Showing posts with label ancient. Show all posts
Showing posts with label ancient. Show all posts

Wednesday, October 8, 2014

Here’s to hope!

 

A month back I mentioned I am trying to secure new interviews for the blog. Well, it appears I might have struck out in my attempt to interview Giorgio Tsoukalos of Ancient Aliens fame, though I hope I am wrong. I haven’t heard back from him yet. I am not giving up hope! He’s a busy guy and he must get lots and lots of emails.

I enjoyed penning the query email and the interview questions so I thought maybe you’d enjoy reading what I sent him. Raise a glass, gentle reader, to the once and future interview!

Giorgio,

Thank you in advance for taking the time to read my email.

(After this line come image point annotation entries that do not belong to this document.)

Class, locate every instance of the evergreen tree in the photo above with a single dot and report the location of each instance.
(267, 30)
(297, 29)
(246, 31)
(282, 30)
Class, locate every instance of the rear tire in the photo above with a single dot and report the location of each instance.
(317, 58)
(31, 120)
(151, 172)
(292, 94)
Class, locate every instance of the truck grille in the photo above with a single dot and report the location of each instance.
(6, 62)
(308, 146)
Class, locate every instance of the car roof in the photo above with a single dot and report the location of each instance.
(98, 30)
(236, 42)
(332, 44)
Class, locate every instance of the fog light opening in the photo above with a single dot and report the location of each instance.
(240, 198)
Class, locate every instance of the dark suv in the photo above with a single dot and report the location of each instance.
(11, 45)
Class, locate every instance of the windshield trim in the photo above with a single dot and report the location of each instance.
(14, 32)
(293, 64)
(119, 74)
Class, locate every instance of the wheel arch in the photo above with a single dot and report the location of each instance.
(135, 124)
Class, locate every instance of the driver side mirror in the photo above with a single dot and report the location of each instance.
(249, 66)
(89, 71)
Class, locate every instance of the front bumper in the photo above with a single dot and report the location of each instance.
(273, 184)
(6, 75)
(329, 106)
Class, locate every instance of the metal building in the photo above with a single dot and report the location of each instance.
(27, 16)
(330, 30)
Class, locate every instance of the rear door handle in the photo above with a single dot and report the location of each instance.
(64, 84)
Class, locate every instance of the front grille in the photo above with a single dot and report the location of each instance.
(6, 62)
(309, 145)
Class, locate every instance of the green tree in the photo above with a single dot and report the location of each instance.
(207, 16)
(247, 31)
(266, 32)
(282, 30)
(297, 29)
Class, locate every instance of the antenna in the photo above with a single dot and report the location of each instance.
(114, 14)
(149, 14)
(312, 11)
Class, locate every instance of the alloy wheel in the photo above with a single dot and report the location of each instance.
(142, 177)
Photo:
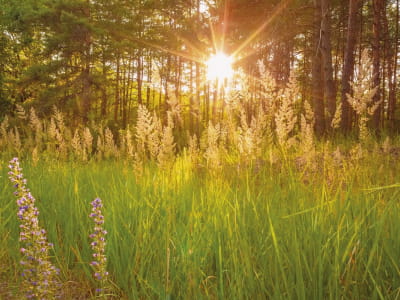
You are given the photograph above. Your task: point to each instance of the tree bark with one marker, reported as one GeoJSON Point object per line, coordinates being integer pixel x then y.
{"type": "Point", "coordinates": [317, 82]}
{"type": "Point", "coordinates": [326, 51]}
{"type": "Point", "coordinates": [348, 65]}
{"type": "Point", "coordinates": [377, 6]}
{"type": "Point", "coordinates": [393, 80]}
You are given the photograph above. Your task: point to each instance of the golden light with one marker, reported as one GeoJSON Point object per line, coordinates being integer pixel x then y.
{"type": "Point", "coordinates": [219, 66]}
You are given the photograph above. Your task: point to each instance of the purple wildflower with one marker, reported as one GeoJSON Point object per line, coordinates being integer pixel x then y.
{"type": "Point", "coordinates": [98, 246]}
{"type": "Point", "coordinates": [39, 275]}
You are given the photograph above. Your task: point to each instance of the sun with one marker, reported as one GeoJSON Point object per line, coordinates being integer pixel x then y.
{"type": "Point", "coordinates": [219, 67]}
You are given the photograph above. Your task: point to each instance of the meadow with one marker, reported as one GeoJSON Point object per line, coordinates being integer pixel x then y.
{"type": "Point", "coordinates": [249, 206]}
{"type": "Point", "coordinates": [272, 230]}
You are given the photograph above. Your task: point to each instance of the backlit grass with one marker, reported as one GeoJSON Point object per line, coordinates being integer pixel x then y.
{"type": "Point", "coordinates": [267, 230]}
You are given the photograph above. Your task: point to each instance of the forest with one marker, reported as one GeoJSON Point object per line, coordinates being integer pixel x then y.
{"type": "Point", "coordinates": [204, 149]}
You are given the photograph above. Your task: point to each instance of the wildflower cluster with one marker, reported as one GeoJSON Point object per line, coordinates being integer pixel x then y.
{"type": "Point", "coordinates": [98, 245]}
{"type": "Point", "coordinates": [39, 275]}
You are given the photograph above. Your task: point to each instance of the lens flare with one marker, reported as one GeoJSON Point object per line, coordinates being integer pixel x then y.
{"type": "Point", "coordinates": [219, 66]}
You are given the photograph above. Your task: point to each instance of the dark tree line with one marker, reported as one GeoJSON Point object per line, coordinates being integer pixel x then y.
{"type": "Point", "coordinates": [99, 59]}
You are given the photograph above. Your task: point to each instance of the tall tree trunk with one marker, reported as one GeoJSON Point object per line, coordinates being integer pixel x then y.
{"type": "Point", "coordinates": [393, 88]}
{"type": "Point", "coordinates": [103, 112]}
{"type": "Point", "coordinates": [117, 94]}
{"type": "Point", "coordinates": [86, 80]}
{"type": "Point", "coordinates": [139, 76]}
{"type": "Point", "coordinates": [326, 51]}
{"type": "Point", "coordinates": [377, 6]}
{"type": "Point", "coordinates": [317, 82]}
{"type": "Point", "coordinates": [348, 65]}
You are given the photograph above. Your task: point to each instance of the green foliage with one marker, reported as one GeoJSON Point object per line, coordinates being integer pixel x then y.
{"type": "Point", "coordinates": [270, 229]}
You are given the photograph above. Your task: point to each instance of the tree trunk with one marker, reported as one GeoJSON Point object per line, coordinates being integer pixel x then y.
{"type": "Point", "coordinates": [377, 6]}
{"type": "Point", "coordinates": [393, 87]}
{"type": "Point", "coordinates": [326, 51]}
{"type": "Point", "coordinates": [348, 65]}
{"type": "Point", "coordinates": [86, 80]}
{"type": "Point", "coordinates": [317, 82]}
{"type": "Point", "coordinates": [116, 103]}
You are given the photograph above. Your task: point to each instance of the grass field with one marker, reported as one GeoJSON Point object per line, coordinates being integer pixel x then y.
{"type": "Point", "coordinates": [257, 231]}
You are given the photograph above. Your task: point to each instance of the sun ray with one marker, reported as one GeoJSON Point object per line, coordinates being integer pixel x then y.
{"type": "Point", "coordinates": [277, 11]}
{"type": "Point", "coordinates": [219, 67]}
{"type": "Point", "coordinates": [225, 25]}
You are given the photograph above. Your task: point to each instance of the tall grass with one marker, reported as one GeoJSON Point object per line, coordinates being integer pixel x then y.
{"type": "Point", "coordinates": [274, 232]}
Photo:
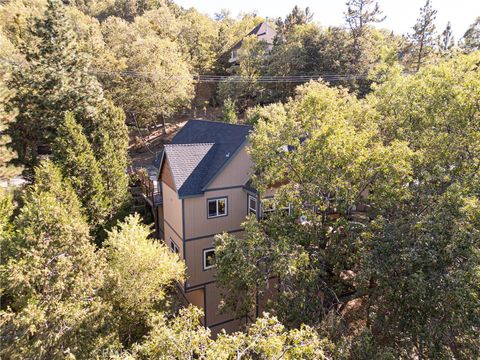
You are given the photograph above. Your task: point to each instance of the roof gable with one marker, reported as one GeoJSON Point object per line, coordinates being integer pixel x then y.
{"type": "Point", "coordinates": [200, 151]}
{"type": "Point", "coordinates": [262, 32]}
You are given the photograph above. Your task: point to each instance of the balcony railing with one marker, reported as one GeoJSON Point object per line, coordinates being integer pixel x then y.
{"type": "Point", "coordinates": [150, 189]}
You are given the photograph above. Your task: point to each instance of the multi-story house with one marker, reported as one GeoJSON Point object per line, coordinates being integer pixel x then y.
{"type": "Point", "coordinates": [264, 33]}
{"type": "Point", "coordinates": [203, 177]}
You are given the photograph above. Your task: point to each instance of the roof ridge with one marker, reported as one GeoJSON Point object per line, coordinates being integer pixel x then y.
{"type": "Point", "coordinates": [189, 144]}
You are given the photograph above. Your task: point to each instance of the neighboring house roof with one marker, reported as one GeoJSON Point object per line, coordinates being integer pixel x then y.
{"type": "Point", "coordinates": [263, 31]}
{"type": "Point", "coordinates": [200, 151]}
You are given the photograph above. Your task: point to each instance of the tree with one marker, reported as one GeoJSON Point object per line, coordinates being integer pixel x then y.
{"type": "Point", "coordinates": [230, 111]}
{"type": "Point", "coordinates": [327, 145]}
{"type": "Point", "coordinates": [358, 16]}
{"type": "Point", "coordinates": [244, 87]}
{"type": "Point", "coordinates": [296, 17]}
{"type": "Point", "coordinates": [423, 36]}
{"type": "Point", "coordinates": [141, 275]}
{"type": "Point", "coordinates": [157, 81]}
{"type": "Point", "coordinates": [50, 298]}
{"type": "Point", "coordinates": [183, 337]}
{"type": "Point", "coordinates": [424, 253]}
{"type": "Point", "coordinates": [471, 39]}
{"type": "Point", "coordinates": [74, 155]}
{"type": "Point", "coordinates": [7, 170]}
{"type": "Point", "coordinates": [446, 40]}
{"type": "Point", "coordinates": [110, 145]}
{"type": "Point", "coordinates": [53, 80]}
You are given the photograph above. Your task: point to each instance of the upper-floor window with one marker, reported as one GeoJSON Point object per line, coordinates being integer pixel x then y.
{"type": "Point", "coordinates": [174, 246]}
{"type": "Point", "coordinates": [268, 207]}
{"type": "Point", "coordinates": [217, 207]}
{"type": "Point", "coordinates": [252, 205]}
{"type": "Point", "coordinates": [208, 259]}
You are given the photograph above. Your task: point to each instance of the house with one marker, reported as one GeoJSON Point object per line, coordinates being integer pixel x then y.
{"type": "Point", "coordinates": [204, 177]}
{"type": "Point", "coordinates": [263, 31]}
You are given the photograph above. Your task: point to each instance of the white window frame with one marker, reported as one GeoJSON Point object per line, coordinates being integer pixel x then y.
{"type": "Point", "coordinates": [225, 198]}
{"type": "Point", "coordinates": [205, 251]}
{"type": "Point", "coordinates": [251, 210]}
{"type": "Point", "coordinates": [273, 209]}
{"type": "Point", "coordinates": [173, 247]}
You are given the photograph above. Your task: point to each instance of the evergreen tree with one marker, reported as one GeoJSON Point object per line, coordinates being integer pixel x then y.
{"type": "Point", "coordinates": [230, 111]}
{"type": "Point", "coordinates": [446, 40]}
{"type": "Point", "coordinates": [423, 37]}
{"type": "Point", "coordinates": [74, 154]}
{"type": "Point", "coordinates": [142, 275]}
{"type": "Point", "coordinates": [51, 307]}
{"type": "Point", "coordinates": [54, 79]}
{"type": "Point", "coordinates": [358, 16]}
{"type": "Point", "coordinates": [296, 17]}
{"type": "Point", "coordinates": [110, 144]}
{"type": "Point", "coordinates": [7, 170]}
{"type": "Point", "coordinates": [471, 39]}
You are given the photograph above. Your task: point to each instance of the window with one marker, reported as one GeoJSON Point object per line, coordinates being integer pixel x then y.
{"type": "Point", "coordinates": [174, 246]}
{"type": "Point", "coordinates": [217, 207]}
{"type": "Point", "coordinates": [267, 207]}
{"type": "Point", "coordinates": [252, 205]}
{"type": "Point", "coordinates": [208, 259]}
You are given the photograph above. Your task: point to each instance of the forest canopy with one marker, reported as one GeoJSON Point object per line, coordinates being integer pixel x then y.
{"type": "Point", "coordinates": [374, 241]}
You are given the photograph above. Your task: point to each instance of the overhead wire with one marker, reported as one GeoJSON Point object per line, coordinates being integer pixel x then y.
{"type": "Point", "coordinates": [221, 78]}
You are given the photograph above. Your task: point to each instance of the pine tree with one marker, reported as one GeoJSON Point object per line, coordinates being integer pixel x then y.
{"type": "Point", "coordinates": [423, 37]}
{"type": "Point", "coordinates": [54, 79]}
{"type": "Point", "coordinates": [75, 156]}
{"type": "Point", "coordinates": [471, 39]}
{"type": "Point", "coordinates": [446, 40]}
{"type": "Point", "coordinates": [51, 282]}
{"type": "Point", "coordinates": [359, 15]}
{"type": "Point", "coordinates": [110, 143]}
{"type": "Point", "coordinates": [7, 170]}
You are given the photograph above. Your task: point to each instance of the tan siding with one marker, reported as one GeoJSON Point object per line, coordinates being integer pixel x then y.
{"type": "Point", "coordinates": [213, 301]}
{"type": "Point", "coordinates": [196, 220]}
{"type": "Point", "coordinates": [237, 172]}
{"type": "Point", "coordinates": [195, 273]}
{"type": "Point", "coordinates": [196, 298]}
{"type": "Point", "coordinates": [229, 327]}
{"type": "Point", "coordinates": [169, 236]}
{"type": "Point", "coordinates": [172, 207]}
{"type": "Point", "coordinates": [166, 174]}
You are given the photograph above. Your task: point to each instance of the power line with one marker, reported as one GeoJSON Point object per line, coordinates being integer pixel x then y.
{"type": "Point", "coordinates": [221, 78]}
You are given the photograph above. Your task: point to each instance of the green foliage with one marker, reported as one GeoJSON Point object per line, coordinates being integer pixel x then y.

My name is Sam Girdich. I am a writer, history & science buff, and co-founder of the sequential art/graphic novel project Strongarm Labs.

I would like to interview you!

I understand time your time is valuable so my interview format is designed to be quick and easy. I pose three main questions with one follow-up question each if clarification is warranted. And that’s it! I do not edit your replies in any way. Not a word is touched. I will send you a full copy of the interview pre-posting so you see exactly what the readers will read and give you the final word to publish it or not. My goal simply is to have fun and provide an avenue for myself and others to learn something new.

Before you read your three questions below, I invite you to visit my blog Lab Work to sample my posts and other interviews, as well as the Strongarm Labs page. Heck, Google or Facebook me if you want. I want you to know who I am and how I think so you know you can be comfortable having your name on my site.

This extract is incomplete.